Re: x86 PMU broken in current Linus' tree

From: Jiri Kosina
Date: Mon Aug 08 2016 - 10:41:52 EST


On Mon, 8 Aug 2016, Peter Zijlstra wrote:

> So I can reproduce on my Lenovo T500 which has a Core2 as well. By long
> and tedious printk() it looks like the event constraint:
>
> FIXED_EVENT_CONSTRAINT(0x003c, 1), /* CPU_CLK_UNHALTED.CORE */

[ adding Boris to CC ]

This made me wonder, and it turned out that HWEIGHT() doesn't seem to be
doing the right thing on machines that don't have popcnt instruction
(which is probably the distinguishing factor here).

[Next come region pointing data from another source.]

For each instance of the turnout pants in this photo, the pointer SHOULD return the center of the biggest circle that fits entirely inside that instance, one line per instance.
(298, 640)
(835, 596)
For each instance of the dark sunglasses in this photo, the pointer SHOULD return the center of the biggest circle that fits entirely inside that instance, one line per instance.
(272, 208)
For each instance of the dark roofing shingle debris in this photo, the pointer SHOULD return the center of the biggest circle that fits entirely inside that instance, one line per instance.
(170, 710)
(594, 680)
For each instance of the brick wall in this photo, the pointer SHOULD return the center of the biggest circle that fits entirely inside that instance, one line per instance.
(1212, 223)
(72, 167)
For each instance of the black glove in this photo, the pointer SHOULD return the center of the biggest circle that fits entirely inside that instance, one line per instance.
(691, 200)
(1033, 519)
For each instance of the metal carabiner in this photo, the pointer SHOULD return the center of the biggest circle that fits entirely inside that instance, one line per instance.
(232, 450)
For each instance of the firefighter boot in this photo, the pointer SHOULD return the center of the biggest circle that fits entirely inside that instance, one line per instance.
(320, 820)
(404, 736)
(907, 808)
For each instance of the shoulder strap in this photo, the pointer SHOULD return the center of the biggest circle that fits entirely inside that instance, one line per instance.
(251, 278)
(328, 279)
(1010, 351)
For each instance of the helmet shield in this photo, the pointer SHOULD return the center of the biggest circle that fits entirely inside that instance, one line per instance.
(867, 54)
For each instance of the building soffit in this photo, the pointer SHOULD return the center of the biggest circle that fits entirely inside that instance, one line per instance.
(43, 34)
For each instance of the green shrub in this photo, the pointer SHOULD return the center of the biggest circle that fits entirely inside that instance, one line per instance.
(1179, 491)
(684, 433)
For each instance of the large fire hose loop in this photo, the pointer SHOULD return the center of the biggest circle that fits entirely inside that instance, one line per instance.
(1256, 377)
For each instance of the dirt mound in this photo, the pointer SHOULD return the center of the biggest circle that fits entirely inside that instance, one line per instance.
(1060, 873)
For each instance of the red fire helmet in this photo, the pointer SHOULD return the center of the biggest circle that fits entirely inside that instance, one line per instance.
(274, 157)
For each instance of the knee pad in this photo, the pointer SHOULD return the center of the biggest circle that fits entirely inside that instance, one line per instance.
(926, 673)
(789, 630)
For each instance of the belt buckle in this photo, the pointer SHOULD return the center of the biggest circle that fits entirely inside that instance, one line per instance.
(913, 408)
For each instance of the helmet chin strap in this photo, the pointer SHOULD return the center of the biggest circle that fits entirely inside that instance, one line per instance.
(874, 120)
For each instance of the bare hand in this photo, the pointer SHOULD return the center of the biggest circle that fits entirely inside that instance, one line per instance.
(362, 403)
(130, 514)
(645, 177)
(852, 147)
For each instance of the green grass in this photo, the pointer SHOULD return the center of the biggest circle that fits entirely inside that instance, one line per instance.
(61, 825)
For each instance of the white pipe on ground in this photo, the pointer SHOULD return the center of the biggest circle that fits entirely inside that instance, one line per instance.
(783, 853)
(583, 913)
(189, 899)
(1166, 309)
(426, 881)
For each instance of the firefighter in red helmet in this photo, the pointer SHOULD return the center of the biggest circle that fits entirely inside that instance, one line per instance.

How about the patch below? It fixes the symptoms on my system.




From: Jiri Kosina <jkosina@xxxxxxx>
Subject: [PATCH] x86/hweight: fix open-coded versions of 32bit and 64bit hweight calculations

The open-coded version of __sw_hweight32() and __sw_hweight64() are broken;
the variable <-> register mapping in the comments doesn't match the registers
being used, resulting in wrong calculations.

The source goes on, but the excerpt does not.